[Tilesathome] Server Outage

Mon Nov 12 12:43:17 GMT 2007

On Mon, Nov 12, 2007 at 12:52:22AM -0500, Christopher Schmidt wrote:
> On Mon, Nov 12, 2007 at 12:48:21AM -0500, Christopher Schmidt wrote:
> > The pain of using a shared server...
> > 
> > Due to a mistaken script n the T at H server, the machine appears to have
> > been clobbered. I've sent off an email to my server admin with physical
> > access: I'm about to pass out, and the server is still down at the
> > moment. Everything should restart automatically when it comes back up. I
> > apologize for the downtime, and I'll do what I can to make it more
> > resilient for the future as soon as it's back up.
> > 
> > Apologies, and I'll send an update as soon as I hear more...
> 
> Just heard back from my local contact -- he's driving out to the box now
> to kick it. Everything should come back automaticallyl after the
> restart: Anything that doesn't, I'll fix in ~5 hours  when I wake
> up. 

Looking at the stats and IRC, it looks like everything came back up
okay.

So, I'll admit it: the idiot that caused this one was me.

Last night, I was working with John Grahm, the 'maintainer' of the
HyperCube machine (insofar as he's the one who scored its donation to
SDSU from Intel, and manages its resource allocation, stuff like that).
John is a pretty well known guy in the Open Source GIS community: he has
a tendancy to get ridiculous amounts of resources quickly. The Katrina
Imagery processing that was done right after the hurricane was done with
HJG (HyperJohnGrahm) at the head of the hardware.

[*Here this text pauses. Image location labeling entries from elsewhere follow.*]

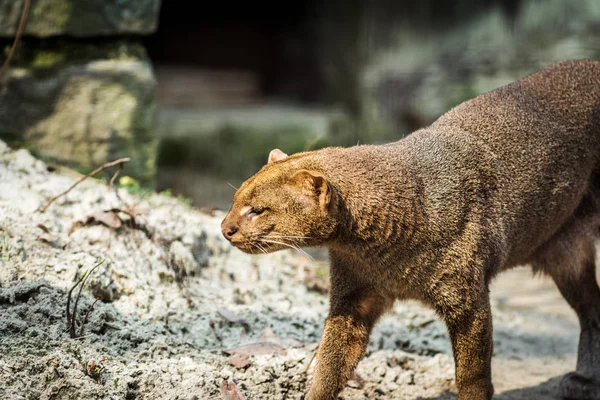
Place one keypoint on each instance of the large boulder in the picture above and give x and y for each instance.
(80, 18)
(83, 105)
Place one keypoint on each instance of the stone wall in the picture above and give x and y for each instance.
(76, 92)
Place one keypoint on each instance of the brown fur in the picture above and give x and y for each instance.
(508, 178)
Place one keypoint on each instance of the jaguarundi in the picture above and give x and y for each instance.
(508, 178)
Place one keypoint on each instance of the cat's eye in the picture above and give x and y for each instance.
(255, 211)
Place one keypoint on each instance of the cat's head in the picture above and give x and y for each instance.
(288, 203)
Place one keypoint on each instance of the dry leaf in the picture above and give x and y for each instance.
(239, 360)
(357, 382)
(108, 218)
(230, 392)
(46, 236)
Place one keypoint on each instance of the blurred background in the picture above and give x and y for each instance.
(198, 93)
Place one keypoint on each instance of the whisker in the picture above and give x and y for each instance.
(289, 237)
(261, 248)
(290, 246)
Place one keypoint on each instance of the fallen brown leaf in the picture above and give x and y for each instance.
(256, 349)
(108, 218)
(230, 392)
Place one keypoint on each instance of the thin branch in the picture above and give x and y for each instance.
(72, 316)
(119, 162)
(86, 317)
(311, 360)
(20, 28)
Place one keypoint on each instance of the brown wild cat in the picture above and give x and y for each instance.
(511, 177)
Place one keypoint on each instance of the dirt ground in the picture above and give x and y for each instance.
(182, 315)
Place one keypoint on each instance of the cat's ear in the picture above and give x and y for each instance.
(276, 155)
(315, 185)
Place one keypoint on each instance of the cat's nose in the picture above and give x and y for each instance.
(229, 231)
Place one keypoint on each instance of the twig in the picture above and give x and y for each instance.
(119, 162)
(72, 316)
(311, 360)
(85, 318)
(112, 182)
(18, 33)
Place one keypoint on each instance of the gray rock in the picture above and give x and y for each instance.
(80, 18)
(84, 105)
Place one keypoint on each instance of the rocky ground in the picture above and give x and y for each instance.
(173, 312)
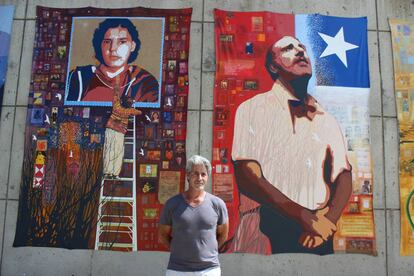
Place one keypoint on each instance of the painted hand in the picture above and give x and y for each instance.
(310, 241)
(317, 224)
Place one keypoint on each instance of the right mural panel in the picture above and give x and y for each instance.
(291, 150)
(403, 52)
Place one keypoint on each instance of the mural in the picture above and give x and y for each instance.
(106, 127)
(403, 52)
(291, 150)
(6, 22)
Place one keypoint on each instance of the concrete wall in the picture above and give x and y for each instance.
(384, 138)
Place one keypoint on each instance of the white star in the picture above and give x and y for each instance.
(337, 46)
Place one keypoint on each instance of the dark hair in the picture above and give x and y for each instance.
(270, 62)
(109, 23)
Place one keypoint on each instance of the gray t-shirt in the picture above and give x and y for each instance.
(194, 245)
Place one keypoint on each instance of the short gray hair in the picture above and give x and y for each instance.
(198, 160)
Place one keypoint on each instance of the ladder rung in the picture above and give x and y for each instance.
(117, 199)
(115, 231)
(116, 216)
(115, 244)
(114, 224)
(120, 179)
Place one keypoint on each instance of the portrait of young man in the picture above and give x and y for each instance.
(121, 49)
(289, 155)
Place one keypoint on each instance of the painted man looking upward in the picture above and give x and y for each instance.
(289, 155)
(194, 225)
(116, 44)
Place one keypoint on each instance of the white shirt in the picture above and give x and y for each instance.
(291, 155)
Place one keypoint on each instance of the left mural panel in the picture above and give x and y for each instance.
(6, 22)
(106, 127)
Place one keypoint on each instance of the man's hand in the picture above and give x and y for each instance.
(317, 224)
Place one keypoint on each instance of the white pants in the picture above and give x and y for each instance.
(113, 152)
(213, 271)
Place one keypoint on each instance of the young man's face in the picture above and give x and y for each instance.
(290, 55)
(198, 177)
(116, 47)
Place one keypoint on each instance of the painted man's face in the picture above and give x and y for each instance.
(290, 55)
(116, 47)
(198, 177)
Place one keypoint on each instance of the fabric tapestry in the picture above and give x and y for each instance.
(402, 47)
(291, 147)
(106, 127)
(6, 22)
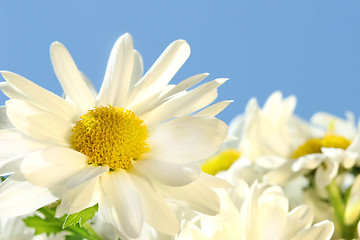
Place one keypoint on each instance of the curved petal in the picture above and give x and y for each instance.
(19, 196)
(160, 74)
(41, 97)
(13, 143)
(70, 78)
(117, 78)
(157, 213)
(186, 139)
(125, 200)
(53, 166)
(168, 173)
(38, 124)
(184, 104)
(320, 231)
(4, 120)
(79, 198)
(85, 175)
(214, 109)
(196, 195)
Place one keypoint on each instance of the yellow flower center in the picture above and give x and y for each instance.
(314, 145)
(220, 162)
(110, 136)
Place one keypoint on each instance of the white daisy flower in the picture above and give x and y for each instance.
(257, 213)
(126, 148)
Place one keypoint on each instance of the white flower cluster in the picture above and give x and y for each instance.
(146, 159)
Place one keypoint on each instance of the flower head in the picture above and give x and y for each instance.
(126, 148)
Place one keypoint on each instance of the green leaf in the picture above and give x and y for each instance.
(43, 225)
(81, 217)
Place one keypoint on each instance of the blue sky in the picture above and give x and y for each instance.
(307, 48)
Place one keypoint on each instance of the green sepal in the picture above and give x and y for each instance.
(47, 225)
(81, 217)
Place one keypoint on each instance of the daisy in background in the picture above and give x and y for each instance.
(265, 140)
(127, 148)
(256, 213)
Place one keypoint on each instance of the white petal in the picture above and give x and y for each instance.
(299, 219)
(270, 162)
(156, 211)
(53, 166)
(11, 165)
(70, 78)
(186, 84)
(320, 231)
(13, 143)
(184, 104)
(38, 124)
(126, 201)
(214, 109)
(187, 139)
(4, 120)
(138, 70)
(325, 174)
(19, 196)
(161, 72)
(41, 97)
(117, 78)
(79, 198)
(86, 175)
(196, 195)
(168, 173)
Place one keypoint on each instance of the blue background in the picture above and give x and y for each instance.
(309, 48)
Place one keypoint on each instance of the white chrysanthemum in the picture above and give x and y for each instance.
(325, 155)
(251, 214)
(266, 138)
(126, 148)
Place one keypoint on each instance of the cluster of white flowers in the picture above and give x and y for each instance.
(145, 159)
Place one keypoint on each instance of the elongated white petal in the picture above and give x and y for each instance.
(77, 199)
(13, 143)
(126, 201)
(9, 91)
(138, 70)
(38, 124)
(168, 173)
(187, 139)
(186, 84)
(214, 109)
(320, 231)
(41, 97)
(117, 78)
(196, 195)
(70, 78)
(85, 175)
(4, 120)
(161, 72)
(184, 104)
(11, 165)
(156, 211)
(53, 166)
(19, 196)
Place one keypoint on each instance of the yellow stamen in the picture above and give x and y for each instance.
(314, 145)
(110, 136)
(220, 162)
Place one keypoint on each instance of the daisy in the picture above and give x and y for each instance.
(126, 148)
(256, 213)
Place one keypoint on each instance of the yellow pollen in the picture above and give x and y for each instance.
(220, 162)
(110, 136)
(314, 145)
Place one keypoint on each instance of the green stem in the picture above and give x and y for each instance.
(91, 231)
(336, 200)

John has some new imagery from San Diego county for the wildfires --
taken at 1ft/pixel, really great stuff. (It's also totally free for
reuse, but not yet orthorectified... more on that later.) I was trying
to get a TileCache set up against it, and typically, with TileCache, I
just set it up so that people can browse it, and the cache will populate
automatically.

Unfortunately, I wasn't aware of the resources that would be required to
render data from JPEG2000 images -- each image was taking ~3min of
rendering, and 150MB of RAM. Since OpenLayer exacerbates such problems
10 fold, we quickly saw the machine using 10 mapserver processes... then
20... then 40...

Machine load was at 127 and rising when it stopped responding.

The problem was pobably the overall memory usage. The first level of
failure, of course, was mine, in making a resource available before
determining, properly, the load that it would take. The second level of
failure is that there are currently no limits to the memory usage of
Apache that result in it being killed. I'm going to see what I can do to
change that.

And of course, the mapsever layer that killed the server is no longer
available :)

I'm sorry for the downtime, and I'll work on getting things set up so it
doesn't happen again.

Regards,
-- 
Christopher Schmidt
MetaCarta